2.       Requirements analysis-determine requirements. This is the most important phase because if the requirements are wrong, the whole project is wrong. Once the requirements are established, the users must review and approve them before the project continues.

3.       Component design-Each of the five components is designed in this stage: Hardware program, database, procedure, and design of job descriptions.

4.       Implementation-Once developers have constructed and tested all of the components, they integrate the individual components and test the system. A test plan consists of sequences of actions that users will take when using the new system. Beta testing is the process of allowing future system users to try out the new system on their own. Once the system has passed integrated testing, the organization installs the new system. The term system conversion is often used for this activity. Pilot installation is when the organization implements the entire system on a limited portion of its customers. Phased installation is when the new system is installed in phases across the organizations. Final stage is plunge/direct installation when the organization shuts off the old system and starts the new system.
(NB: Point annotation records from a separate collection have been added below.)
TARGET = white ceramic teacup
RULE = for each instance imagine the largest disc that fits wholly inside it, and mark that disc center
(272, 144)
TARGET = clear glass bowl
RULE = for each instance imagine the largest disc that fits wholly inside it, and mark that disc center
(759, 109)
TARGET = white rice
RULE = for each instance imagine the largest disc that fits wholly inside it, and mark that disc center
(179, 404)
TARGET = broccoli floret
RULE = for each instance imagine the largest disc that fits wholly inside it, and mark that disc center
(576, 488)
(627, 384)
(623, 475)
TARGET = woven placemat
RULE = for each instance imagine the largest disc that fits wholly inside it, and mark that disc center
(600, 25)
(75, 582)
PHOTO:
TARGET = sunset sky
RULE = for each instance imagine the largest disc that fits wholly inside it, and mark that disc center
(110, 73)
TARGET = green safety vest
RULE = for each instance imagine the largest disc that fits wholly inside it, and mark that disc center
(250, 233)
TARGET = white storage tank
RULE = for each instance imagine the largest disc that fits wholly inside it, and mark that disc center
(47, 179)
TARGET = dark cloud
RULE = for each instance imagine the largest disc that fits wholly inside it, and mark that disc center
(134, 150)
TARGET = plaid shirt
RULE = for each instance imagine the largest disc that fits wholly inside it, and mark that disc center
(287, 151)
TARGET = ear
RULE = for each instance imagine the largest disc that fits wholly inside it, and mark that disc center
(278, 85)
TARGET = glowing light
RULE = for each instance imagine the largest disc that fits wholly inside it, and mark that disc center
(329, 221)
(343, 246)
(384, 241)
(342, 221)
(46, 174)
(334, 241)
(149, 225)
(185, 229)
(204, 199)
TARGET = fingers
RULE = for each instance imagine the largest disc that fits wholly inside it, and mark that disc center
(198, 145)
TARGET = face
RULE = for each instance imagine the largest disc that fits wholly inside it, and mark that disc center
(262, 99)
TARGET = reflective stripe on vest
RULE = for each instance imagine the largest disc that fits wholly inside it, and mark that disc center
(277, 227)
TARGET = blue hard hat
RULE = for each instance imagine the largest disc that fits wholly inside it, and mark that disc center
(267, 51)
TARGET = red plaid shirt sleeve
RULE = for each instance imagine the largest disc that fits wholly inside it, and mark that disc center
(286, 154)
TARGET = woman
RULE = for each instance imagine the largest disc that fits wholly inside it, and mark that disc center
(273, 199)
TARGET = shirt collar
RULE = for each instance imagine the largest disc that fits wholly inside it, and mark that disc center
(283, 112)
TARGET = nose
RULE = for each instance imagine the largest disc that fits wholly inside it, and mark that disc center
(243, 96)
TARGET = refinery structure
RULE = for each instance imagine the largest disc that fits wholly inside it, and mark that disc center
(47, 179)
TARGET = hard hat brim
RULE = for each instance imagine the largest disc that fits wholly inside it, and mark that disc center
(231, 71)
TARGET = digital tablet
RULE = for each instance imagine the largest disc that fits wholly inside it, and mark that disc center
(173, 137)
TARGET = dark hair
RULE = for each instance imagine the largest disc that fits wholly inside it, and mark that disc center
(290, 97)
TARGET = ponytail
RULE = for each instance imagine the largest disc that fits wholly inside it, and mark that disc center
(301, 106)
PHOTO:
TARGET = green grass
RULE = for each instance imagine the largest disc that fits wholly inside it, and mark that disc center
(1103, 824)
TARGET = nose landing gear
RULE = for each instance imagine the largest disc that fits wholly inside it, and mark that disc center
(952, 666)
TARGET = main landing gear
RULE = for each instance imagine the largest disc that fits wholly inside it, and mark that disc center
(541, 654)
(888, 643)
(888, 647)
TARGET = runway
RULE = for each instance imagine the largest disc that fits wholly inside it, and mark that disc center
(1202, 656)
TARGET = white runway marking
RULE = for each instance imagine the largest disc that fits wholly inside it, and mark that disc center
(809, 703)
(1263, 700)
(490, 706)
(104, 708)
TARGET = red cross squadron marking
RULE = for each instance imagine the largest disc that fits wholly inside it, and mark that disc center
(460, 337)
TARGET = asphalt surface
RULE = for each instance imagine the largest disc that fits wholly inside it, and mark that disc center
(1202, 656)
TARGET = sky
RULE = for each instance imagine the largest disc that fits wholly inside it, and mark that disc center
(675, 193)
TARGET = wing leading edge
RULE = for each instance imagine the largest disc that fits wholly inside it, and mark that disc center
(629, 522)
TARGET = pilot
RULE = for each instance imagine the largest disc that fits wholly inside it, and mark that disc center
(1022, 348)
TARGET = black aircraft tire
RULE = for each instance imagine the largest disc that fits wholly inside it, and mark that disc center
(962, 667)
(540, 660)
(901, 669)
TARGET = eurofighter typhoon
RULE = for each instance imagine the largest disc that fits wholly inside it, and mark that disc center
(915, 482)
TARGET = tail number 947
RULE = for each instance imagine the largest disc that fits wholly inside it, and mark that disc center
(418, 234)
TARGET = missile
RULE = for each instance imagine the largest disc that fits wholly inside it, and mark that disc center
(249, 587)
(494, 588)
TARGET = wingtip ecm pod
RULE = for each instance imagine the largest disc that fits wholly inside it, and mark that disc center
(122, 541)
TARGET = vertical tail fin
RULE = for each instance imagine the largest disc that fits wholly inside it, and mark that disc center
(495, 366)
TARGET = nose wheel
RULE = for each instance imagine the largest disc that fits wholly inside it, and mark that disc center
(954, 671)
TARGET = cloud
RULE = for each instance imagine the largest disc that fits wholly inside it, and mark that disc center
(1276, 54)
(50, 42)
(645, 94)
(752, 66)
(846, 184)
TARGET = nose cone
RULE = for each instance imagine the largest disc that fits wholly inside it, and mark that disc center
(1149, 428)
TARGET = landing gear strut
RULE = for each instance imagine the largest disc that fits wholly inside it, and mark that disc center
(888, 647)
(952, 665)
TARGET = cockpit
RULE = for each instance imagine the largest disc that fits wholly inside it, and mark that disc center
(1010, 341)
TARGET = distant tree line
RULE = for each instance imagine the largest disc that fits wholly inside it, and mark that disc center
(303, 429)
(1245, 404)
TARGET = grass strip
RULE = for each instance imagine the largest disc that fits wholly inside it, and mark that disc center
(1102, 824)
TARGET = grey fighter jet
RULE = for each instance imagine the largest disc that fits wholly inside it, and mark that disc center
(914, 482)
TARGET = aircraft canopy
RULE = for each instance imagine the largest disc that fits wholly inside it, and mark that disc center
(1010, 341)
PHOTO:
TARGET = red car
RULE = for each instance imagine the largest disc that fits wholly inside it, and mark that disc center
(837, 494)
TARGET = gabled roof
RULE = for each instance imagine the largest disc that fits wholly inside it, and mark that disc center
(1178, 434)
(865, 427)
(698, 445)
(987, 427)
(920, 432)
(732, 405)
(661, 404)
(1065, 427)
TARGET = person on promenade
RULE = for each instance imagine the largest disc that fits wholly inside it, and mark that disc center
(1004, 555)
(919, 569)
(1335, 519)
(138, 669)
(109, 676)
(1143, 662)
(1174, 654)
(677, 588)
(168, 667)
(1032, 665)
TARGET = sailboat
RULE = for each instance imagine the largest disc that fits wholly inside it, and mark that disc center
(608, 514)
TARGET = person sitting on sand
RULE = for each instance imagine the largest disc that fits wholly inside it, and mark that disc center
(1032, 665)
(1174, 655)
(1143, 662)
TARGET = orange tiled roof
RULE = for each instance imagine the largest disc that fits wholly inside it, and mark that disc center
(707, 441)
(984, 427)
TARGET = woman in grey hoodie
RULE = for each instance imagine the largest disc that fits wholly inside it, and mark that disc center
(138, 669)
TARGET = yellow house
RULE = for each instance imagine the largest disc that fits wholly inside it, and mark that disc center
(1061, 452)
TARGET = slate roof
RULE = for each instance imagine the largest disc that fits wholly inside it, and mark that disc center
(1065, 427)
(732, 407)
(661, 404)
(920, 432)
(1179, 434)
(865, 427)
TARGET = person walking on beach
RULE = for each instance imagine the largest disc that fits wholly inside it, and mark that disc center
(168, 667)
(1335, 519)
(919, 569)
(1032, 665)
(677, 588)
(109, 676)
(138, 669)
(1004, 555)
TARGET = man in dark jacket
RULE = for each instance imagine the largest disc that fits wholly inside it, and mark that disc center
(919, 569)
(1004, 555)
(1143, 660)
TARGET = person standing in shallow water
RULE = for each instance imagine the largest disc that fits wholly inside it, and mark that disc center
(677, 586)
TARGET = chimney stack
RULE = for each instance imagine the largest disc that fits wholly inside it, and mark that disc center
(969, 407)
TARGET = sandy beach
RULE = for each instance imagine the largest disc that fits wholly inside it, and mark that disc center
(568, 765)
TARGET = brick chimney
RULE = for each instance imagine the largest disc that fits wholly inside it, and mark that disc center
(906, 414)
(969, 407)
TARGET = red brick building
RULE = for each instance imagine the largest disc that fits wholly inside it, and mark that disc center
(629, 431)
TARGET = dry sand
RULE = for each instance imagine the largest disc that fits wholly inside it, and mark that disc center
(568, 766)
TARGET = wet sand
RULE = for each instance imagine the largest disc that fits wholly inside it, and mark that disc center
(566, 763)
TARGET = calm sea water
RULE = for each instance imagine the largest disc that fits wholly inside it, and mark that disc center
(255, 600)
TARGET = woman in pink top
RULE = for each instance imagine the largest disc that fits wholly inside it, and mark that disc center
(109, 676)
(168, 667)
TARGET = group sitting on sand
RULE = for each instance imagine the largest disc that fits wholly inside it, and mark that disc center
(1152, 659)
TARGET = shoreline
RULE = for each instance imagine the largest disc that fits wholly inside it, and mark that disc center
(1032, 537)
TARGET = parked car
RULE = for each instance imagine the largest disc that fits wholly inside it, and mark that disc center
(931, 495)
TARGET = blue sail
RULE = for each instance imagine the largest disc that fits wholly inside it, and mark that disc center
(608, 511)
5.       System maintenance (fix or enhance)-record requests for change: failures or enhancements. Prioritize requests. Fix failures: patches, service packs, and new releases.

Q4: How does systems development vary according to project scales?
Small-scale projects have relatively simple requirements. Large-scale projects have many more requirements. They vary in duration, budget, and personnel.

Q5: What are the trade-offs among requirements, schedule, and cost?
Systems development projects, especially large ones, require the trade-offs or balancing of three critical drivers:  requirements, cost, and time.  We can trade-off requirements against time and against cost. The relationship between time and cost is more complicated. Normally we can reduce time by increasing cost only to a point. For example, to cut down on time more laborers can be hired, but at some point it will create diseconomies of scale. In some projects, costs can be reduced by increasing time.  In most projects, trade-off decisions cannot be made without a plan called the baseline.

Q6: What are the major challenges when planning IS projects?
The key strategy for any project is to break up large tasks into smaller tasks and continue breaking up the tasks until they are small enough to manage, thus enabling you to estimate time and costs. Each task should culminate in one or more results or deliverables such as documents, designs, prototypes, data models, etc. Without a deliverable it is impossible to know if the task was accomplished.  Teams create a work-breakdown structure (WBS), which is a hierarchy of the task required to complete a project. A Gantt chart shows tasks, dates, and dependencies.  The critical path is the sequence of activities that determine the earliest date by which the project can be completed. Critical path analysis is the process by which project managers compress the schedule by moving resources, typically people, from noncritical path tasks onto critical path tasks.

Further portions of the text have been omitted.